1990 yılında Hacettepe Üniversitesi Elektronik Mühendisliği Bölümü’nden mezun oldum. Kısa bir süre bilgisayar sektöründe çalıştım ve askerlik görevimin ardından 1991 yılında ilk özelleştirilen fabrikalardan birinde çimento sektörüne adım attım. Arada 3 sene kadar kendi şirketimi çalıştırsam da 25 yıldır hep çimento sektörünün içindeyim. Otomasyon mühendisi olarak başladığım kariyerimde her kademede görev yaptım. En son Azerbaycan Bakü’de, Türkiye’den götürdüğümüz kırka yakın uzman çalışanın katkısı ile sıfırdan bir şirket ve fabrika kurduk ve bir yıl içinde pazar lideri olmasını sağladık. Kısa bir süre önce de Bursa Çimento Fabrikasında göreve başladım ve 25 yıllık deneyimimi şimdi Bursa Çimento ve bağlı şirketleri için en üst seviyede kullanmaya çalışıyorum.
Bursa Çimentonun üretim kapasitesi ve ürettiği çimento kaliteleri hakkında bilgi verir misiniz?
Bursa Çimento’nun üretim kapasitesi 4.180 ton/gün klinker ve 2.692.800 ton/ yıl çimentodur. İki adet döner fırın ve dört adet çimento değirmeni ile bu üretimleri gerçekleştiriyoruz. Beyaz çimento ve petrol kuyusu çimentosu dışında TS ve Avrupa standartlarında her türlü çimentoyu üretebilecek durumdayız. Ancak pazarda talep edilen tipler, talep miktarı, talebin haftalık aylık değişim grafikleri gibi konuları göz önünde bulundurarak 6 çeşit çimento üretiyoruz. Burada ağırlığı CEM I 42,5 R tipinde yaptığımız üretim teşkil ediyor. Bunu sırası ile CEM II/A-M (P-L) 42,5 R, CEM IV/B (P-V) 32,5 N, CEM IV/B (P-V) 32,5 R, CEM II/B-M (P-V) 42,5 N ve kesikli üretim yaptığımız CEM II/A-M (P-V) 42,5 R izliyor.
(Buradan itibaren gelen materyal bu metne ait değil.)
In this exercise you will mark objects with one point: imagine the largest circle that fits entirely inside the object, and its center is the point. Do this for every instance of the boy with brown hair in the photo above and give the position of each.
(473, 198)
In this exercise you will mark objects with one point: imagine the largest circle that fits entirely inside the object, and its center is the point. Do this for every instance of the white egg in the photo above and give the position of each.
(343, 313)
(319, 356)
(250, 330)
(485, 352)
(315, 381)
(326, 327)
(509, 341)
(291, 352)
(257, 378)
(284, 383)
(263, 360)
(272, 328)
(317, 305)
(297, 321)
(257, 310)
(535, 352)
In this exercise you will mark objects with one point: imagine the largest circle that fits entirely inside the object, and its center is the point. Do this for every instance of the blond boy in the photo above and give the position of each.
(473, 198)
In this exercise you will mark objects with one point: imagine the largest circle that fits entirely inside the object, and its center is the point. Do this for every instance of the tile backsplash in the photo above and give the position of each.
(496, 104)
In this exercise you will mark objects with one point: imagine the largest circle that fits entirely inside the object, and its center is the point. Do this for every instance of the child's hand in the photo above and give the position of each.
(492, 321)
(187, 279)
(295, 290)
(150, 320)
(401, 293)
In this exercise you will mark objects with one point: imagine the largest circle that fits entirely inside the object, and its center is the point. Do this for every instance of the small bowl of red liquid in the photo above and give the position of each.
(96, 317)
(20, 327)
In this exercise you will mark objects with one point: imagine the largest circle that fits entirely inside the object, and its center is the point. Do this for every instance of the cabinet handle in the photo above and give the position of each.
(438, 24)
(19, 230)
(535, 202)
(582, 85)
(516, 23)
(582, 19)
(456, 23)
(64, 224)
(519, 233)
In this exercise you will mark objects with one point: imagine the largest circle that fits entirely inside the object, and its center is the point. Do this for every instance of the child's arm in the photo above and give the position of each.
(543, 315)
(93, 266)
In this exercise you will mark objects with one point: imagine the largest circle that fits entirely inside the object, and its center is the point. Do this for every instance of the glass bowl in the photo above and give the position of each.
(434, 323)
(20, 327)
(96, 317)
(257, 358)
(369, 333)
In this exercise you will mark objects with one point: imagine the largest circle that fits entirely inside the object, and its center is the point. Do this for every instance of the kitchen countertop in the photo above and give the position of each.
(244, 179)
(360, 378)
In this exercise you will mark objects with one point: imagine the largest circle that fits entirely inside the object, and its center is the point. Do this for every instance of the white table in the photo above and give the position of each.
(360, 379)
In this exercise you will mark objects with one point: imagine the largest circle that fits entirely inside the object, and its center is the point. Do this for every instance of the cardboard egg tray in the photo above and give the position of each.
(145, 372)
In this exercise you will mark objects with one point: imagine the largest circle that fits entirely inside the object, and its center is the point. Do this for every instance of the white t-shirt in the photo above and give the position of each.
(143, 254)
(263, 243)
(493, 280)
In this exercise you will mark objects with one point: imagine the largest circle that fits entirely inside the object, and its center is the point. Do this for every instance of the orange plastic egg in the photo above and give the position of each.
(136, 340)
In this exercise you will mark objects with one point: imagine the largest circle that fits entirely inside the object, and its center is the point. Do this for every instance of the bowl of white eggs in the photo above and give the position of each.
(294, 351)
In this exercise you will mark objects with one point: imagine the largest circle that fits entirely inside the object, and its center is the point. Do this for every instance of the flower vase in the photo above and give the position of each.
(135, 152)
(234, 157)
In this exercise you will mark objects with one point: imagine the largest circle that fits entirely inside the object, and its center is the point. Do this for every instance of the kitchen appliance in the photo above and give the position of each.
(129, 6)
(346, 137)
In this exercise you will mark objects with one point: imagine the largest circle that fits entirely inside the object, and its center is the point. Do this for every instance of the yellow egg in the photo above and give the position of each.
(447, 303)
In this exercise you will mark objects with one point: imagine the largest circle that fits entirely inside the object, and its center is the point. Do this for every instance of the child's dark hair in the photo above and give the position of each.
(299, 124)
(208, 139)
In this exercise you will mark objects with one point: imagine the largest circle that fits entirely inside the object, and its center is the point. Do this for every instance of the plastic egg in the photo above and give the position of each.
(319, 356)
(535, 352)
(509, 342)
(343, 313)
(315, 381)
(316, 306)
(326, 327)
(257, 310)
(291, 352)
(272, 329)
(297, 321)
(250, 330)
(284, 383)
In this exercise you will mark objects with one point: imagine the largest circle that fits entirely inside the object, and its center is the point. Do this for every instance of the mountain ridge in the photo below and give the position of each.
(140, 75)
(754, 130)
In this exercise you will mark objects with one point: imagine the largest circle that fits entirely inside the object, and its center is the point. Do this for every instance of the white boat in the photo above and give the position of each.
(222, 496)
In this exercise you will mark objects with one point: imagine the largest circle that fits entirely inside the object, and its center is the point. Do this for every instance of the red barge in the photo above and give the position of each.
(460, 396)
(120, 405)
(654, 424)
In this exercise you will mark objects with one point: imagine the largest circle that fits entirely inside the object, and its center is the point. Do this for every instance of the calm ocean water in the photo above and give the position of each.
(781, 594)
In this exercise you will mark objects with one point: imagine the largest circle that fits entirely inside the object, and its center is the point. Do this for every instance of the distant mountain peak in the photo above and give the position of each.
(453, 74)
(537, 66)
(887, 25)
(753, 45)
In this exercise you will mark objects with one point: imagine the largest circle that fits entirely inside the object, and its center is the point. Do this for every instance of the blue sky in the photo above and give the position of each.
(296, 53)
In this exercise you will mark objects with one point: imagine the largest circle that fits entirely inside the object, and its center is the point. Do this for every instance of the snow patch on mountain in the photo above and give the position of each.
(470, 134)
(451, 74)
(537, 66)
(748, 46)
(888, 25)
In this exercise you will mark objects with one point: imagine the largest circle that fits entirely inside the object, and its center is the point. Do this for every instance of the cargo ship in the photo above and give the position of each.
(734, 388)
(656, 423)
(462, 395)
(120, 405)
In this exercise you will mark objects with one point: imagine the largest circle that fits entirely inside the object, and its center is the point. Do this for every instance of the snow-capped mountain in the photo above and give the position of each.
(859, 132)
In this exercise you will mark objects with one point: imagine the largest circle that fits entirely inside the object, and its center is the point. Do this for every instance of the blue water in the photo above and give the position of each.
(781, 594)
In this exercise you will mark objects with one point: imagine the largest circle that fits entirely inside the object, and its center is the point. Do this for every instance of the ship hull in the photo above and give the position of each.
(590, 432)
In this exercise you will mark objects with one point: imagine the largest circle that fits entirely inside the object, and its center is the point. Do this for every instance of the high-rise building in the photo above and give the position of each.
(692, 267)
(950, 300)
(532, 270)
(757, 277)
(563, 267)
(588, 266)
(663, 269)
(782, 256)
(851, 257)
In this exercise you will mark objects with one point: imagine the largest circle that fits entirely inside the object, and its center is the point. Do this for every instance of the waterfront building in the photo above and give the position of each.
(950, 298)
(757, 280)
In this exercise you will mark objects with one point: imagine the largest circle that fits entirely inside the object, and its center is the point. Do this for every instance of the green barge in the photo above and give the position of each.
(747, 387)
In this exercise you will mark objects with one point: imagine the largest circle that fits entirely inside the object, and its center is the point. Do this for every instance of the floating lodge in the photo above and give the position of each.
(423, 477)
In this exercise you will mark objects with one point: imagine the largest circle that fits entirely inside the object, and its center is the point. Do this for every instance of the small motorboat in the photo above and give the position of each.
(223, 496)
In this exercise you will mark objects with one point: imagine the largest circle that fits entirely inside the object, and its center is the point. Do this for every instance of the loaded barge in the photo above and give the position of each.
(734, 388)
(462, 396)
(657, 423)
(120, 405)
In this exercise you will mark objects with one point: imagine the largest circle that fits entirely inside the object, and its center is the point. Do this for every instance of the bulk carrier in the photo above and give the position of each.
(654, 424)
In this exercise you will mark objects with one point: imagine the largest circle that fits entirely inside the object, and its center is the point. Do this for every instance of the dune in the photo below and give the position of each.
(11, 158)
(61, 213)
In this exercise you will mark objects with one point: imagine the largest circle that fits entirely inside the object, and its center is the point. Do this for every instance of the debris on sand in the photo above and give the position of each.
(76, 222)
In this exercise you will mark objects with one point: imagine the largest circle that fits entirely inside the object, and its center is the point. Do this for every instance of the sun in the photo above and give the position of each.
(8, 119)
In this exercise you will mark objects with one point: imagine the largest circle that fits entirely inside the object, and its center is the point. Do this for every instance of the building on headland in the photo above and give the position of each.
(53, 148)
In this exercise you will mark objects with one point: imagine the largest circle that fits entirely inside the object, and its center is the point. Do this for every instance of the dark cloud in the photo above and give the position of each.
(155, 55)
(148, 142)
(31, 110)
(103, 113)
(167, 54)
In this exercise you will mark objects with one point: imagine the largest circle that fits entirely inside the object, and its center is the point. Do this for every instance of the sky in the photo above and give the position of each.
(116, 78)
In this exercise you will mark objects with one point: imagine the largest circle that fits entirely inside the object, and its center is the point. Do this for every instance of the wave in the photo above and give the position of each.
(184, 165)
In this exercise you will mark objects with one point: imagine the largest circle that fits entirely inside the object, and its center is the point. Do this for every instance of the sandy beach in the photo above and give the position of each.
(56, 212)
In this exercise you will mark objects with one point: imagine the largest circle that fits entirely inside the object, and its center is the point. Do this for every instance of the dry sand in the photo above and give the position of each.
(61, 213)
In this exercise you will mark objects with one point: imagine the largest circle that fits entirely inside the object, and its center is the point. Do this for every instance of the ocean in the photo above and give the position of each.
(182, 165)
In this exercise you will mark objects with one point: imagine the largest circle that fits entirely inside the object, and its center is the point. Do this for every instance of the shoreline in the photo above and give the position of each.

Bulunduğumuz bölgede Pazar lideri olmamızın da getirdiği sorumlulukla standartlara uyulması, kalitenin devamlılığı ve müşteri memnuniyeti konusunda hiç taviz vermeden çalışıyoruz. Bu da kullanıcı tarafından tercih edilen bir marka olmamızı daha da pekiştiren bir durum yaratıyor. Bu çerçevede TS ISO 10002 müşteri memnuniyeti yönetim sistemi belgesini alan ilk kuruluşlardan birisiyiz. Bunun yanında diğer yönetim sistemlerini de (iş sağlığı ve güvenliği- OHSAS 18001, çevre-ISO14001, enerji-ISO50001, kalite-ISO9001) dahil ederek sürekli daha iyiye doğru gelişen bir döngü içinde çalışmalarımızı yürütüyoruz.
Çimento fabrikanızdaki üretim teknolojileri, makine parkı ve verimlilik konusunda bize neler söyleyebilirsiniz?
Bursa Çimento bu yıl 50. kuruluş yıldönümünü kutluyor. Bir fırın hattı ile başlayan üretimimiz ilave tesislerle arttırılmış. Üretim tesislerimiz için kuruluş aşamasında her zaman en ileri teknolojiler seçilmiş olsa da gelişen teknoloji ve yenilikler karşısında kurulan sistemler performans bakımından geride kalmaktan kurtulamıyorlar. Bu çerçevede fabrikamızda değişik dönemlerde modernizasyon yatırımları da yapılmış ve güncel teknolojiler hep takip edilmiş. Şu anda fırınlarımızda prekalsinasyonlu kuru sistemlerle üretim yapılırken, hammadde öğütme değirmenlerimizde bilyalı ve dik değirmen teknolojisi, çimento öğütme değirmenlerimizde ise bilyalı öğütme teknolojisi kullanılmaktadır. Paketleme ve dolum teknolojileri konusunda en güncel teknolojiler özel bir müşteri ve satış otomasyonu kapsamında kullanılmaktadır.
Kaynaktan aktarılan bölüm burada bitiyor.